Lest we forget, “Beauty and the Beast” is the show that started it all. The adaptation of the 1991 animated film premiered on Broadway in 1994, marking Disney’s first foray into the world of musical theater. The show — with music by Alan Menken, lyrics by Howard Ashman and Tim Rice, and book by Linda Woolverton — was a smash hit, running for 13 years and paving for the way for more theatrical successes, including “The Lion King,” “The Little Mermaid,” and “Aladdin.”
The current touring production of “Beauty and the Beast,” playing at the Saenger Theatre though Jan. 3, lacks some of the polish and panache that made the musical a classic, but it proves that there’s still plenty of life left in the show, even 20 years later.
The appeal of “Beauty and the Beast” lies largely in the characters. Belle stands out among the second wave of Disney princesses as a thoughtful book lover, a young girl more interested in adventure than romance. She fends off the advances of the oafish, self-centered Gaston, only to fall into the clutches of Beast, a young prince transformed by a spell into a big, ugly brute living in a secluded castle full of servants who, under the same spell, are gradually morphing into household objects.

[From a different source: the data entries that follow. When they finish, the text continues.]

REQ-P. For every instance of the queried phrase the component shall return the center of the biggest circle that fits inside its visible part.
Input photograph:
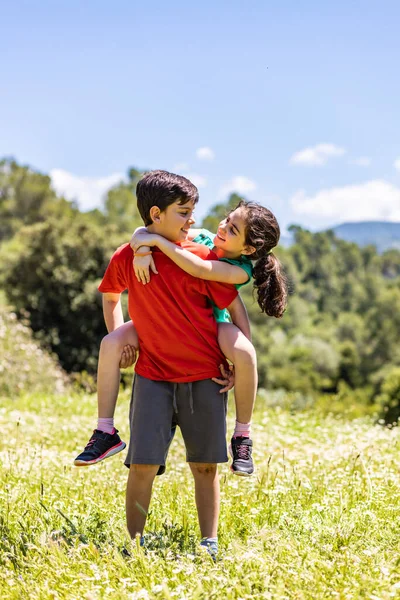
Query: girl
(243, 244)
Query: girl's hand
(143, 238)
(141, 266)
(128, 357)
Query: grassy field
(320, 519)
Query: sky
(294, 104)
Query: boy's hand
(141, 265)
(228, 378)
(128, 357)
(143, 238)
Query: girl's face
(231, 235)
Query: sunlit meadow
(320, 519)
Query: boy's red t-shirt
(172, 315)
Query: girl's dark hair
(262, 232)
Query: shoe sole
(238, 473)
(86, 463)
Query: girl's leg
(240, 351)
(105, 440)
(108, 371)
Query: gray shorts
(157, 407)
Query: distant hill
(382, 234)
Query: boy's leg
(138, 494)
(240, 351)
(206, 484)
(152, 428)
(202, 419)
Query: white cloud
(180, 167)
(87, 191)
(316, 155)
(239, 184)
(362, 161)
(198, 180)
(372, 200)
(205, 153)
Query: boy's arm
(239, 316)
(112, 311)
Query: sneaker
(240, 450)
(101, 445)
(211, 547)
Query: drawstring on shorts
(191, 401)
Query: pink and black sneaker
(241, 449)
(100, 446)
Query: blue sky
(294, 104)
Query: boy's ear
(248, 250)
(155, 214)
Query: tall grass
(320, 519)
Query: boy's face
(174, 222)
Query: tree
(26, 197)
(51, 277)
(121, 204)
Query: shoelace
(91, 442)
(243, 451)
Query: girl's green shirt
(206, 238)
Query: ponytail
(270, 284)
(262, 234)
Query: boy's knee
(143, 471)
(203, 469)
(245, 353)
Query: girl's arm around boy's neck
(212, 270)
(112, 311)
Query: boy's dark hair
(161, 188)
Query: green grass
(320, 519)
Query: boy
(179, 356)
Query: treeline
(339, 334)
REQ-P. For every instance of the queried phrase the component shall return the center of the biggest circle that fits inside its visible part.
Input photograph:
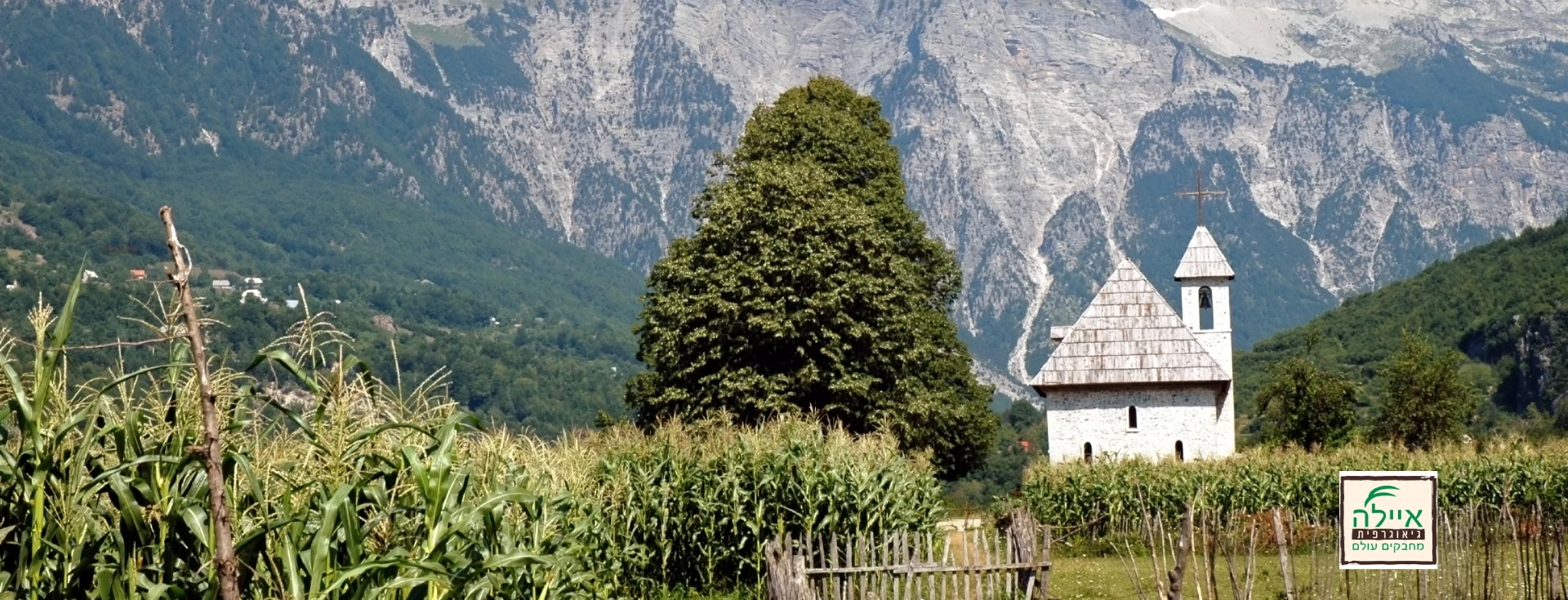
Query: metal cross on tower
(1200, 194)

The only thing that can break the spell, of course, is true love.
While the story centers on Belle and Beast, in this production, it’s Gaston who steals the show, particularly in the first act. As Gaston, the tall, strapping Christiaan Smith-Kotlarek prances and preens, flexing his muscles, if not his wits. Smith-Kotlarek strikes the perfect balance between Gaston’s harmless vanity and the glowering offensiveness that results from Belle’s rejection.

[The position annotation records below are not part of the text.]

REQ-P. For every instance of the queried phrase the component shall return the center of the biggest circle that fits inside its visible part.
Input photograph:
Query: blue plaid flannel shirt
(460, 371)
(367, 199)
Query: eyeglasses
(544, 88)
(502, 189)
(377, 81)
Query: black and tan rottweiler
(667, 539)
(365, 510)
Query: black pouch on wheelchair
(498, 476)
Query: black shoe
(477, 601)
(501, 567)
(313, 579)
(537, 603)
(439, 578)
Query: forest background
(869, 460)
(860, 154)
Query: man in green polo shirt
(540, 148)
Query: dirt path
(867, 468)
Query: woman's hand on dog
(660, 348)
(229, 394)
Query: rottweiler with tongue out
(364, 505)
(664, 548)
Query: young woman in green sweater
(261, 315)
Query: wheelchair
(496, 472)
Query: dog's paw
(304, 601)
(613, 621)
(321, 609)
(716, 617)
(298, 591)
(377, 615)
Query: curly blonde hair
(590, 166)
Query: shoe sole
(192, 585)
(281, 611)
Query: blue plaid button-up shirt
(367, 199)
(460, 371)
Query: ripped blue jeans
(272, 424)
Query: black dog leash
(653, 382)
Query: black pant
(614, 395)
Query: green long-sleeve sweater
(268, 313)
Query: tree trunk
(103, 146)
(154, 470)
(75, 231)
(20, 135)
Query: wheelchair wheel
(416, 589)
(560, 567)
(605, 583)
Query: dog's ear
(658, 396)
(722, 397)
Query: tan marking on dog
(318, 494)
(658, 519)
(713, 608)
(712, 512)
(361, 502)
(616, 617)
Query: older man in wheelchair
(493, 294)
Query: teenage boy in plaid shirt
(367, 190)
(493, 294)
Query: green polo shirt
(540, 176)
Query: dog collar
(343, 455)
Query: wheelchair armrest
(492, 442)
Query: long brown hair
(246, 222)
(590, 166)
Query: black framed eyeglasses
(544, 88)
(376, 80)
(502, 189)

Some of the show’s most rousing musical numbers revolve around Gaston, the three “Silly Girls” competing for his attention (Jeanette Palmer, Colleen Roberts, and Sarah Shelton), and the chorus of townspeople, all of whom deem Gaston a man among men, while dismissing Belle as a “funny girl.”
When the show transitions to the story of Belle and the Beast, some of that enthusiasm wears off. As Belle, Brooke Quintana hits all the right notes, but without quite capturing the drama of the princess’s plight. Sam Hartley, as Beast, alternates between a growling menace and a comic, Cowardly Lion-like pussycat. Without the delicate back-and-forth that evolves from aversion to affection, the love story that anchors the show loses some its charm.
The other couple in “Beauty and the Beast,” Lumiere and Cogsworth (Ryan N. Phillips and Samuel Shurtleff), provides plenty of levity, along with the rest of the castle’s enchanted staff.
The big song-and-dance number “Be Our Guest” gets the royal treatment here. The bright, bold costumes and set design bring the castle to life, complete with a chorus line of cutlery and an ensemble of dancing dinner plates.
The less lively numbers, including the Oscar-winning song “Beauty and the Beast” performed by Mrs. Potts (Stephanie Gray) are sentimental favorites, but often lack an emotional punch.
On opening night, the beginning of the second act was marred by a nearly 10-minute interruption due to technical difficulties with the lights, but hopefully the issue won’t affect future productions.
Audiences who have grown to love the characters and songs of “Beauty and the Beast” over the years will find plenty to enjoy in this show, but newcomers may be less impressed with the sometimes lackluster production.